Марина присела на бревно, устроился рядом и Илья Ильич. Задумался, пожевал сосновую щепочку.
— Ну так вот, слушай, как Ладога работников помнит, — начал он рассказ. — Было дело, конечно, давно, не в наш век. Набатово ли тогда на сем месте стояло, другое ли какое село — не скажу. Допустим, Набатово. Наверно, оно. Мир, тишина на берегах Нево–озера лежали. Только ярмарка разве нашумит, — купцы новгородские приедут. А мир и тишина, известно, соседям всегда на зависть. «Чего это, — думают они, — у соседа тихо? Богат, видно, стал». Размыслил так враг, да и двинулся в Нево на шестидесяти боевых ладьях. Огонь, конечно, кровь–слеза… А жил, скажу тебе, в Набатове превеликий ладейный мастер. Не то чтобы народ имечко его не запомнил, сам он не любил, чтоб про него говорили, скрывался. И вот придумал мастер наш такую ладью построить, что и по ветру, и против ветра, и без него бежит по волне, ни штормов, ни затиший не страшится.

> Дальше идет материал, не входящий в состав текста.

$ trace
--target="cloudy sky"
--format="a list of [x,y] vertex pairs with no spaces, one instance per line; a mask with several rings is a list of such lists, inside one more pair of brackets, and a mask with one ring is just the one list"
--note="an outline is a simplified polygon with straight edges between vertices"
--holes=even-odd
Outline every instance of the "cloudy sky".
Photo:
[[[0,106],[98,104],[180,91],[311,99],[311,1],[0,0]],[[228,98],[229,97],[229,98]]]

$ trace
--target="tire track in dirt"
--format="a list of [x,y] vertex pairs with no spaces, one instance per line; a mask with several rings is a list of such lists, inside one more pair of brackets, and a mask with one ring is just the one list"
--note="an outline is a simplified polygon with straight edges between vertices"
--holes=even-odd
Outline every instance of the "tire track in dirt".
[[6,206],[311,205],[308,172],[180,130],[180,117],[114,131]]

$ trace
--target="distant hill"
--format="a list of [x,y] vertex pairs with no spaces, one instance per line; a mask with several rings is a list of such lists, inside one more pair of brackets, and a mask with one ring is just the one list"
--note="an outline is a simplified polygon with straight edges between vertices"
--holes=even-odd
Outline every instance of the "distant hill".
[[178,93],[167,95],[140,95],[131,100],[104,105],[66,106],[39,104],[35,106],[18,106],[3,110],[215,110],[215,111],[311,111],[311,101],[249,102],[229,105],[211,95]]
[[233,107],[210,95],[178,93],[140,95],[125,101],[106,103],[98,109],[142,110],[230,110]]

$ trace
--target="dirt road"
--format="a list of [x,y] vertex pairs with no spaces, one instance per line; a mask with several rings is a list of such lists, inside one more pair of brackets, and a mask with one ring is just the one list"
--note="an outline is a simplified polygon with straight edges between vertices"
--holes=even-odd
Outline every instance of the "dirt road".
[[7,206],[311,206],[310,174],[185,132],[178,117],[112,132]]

— Моторная, значит, — в шутку сказала Марина.
— Тьфу, моторная! — возмутился Асафьев. — Тыщу лет назад это было! Паруса у нее особенное устройство имели. Высокие, белые, как облака летом. Сел в ладью мастер, вышел в озеро, чайкой улетел. А враг все плывет и плывет на кораблях своих, бесчинствует по селам прибрежным, но уже не безнаказанно, понятно. Новгородские дружины подошли навстречу иноземцам, тоже в ладьях, бьются насмерть! И скажи, какое дело! Как сойдутся с врагом новгородцы, так в помощь им ладья незнаемая летит. Ткнет носом в непрятельский кораблишко — утопит. Не мог враг противу нее устоять… Что там случилось — не скажу, только не вернулся больше ладейный мастер в Набатово. Помаленьку про его ладью позабыли. Много лет–веков минуло, случилось царю Петру из Свири в озеро на заграничном галиоте выйти. Сверкает весь кораблишко, разукрашен, что птица индийская. А только маневру должного нету в нем. Сел на мель. Теперь–то как толкуют: что баркас будто бы царя выручил, подошел да снял с мели, которую так и прозвали — Царёва. А старые люди иначе передавали: не баркас то был, а ладья, — не петровского времени, — особенная, невиданная. Сидел в ней молчальник бородатый, распустил паруса, мигом до Орешка царя доставил. Царь ему: «Какую хочешь проси награду», — говорит. «А на что она мне, награда твоя? — Это мастер–то. — Я и без наград народу русскому служу. Будет мир людям на земле — вот и вся мне награда».
Асафьев оглянулся вокруг, придвинулся к Марине, заговорил еще тише, совсем по–заговорщицки:
— Снова теперь… Может, слыхала про остров Сухо? В газетах писали. В сорок втором году захват немцы о финнами хотели совершить. Важный остров был — на самой дороге. Наши приметили, что враг к острову плывет, из пушек ударили. Корабли со всего озера слетелись, разнесли врага в прах. Потом глянули командиры да матросы, — видят, словно чайка легкая, уходит из боя крылатая ладья. Сам слыхал, лавровские рассказывали, которые в бою том были. Веришь, Даниловна?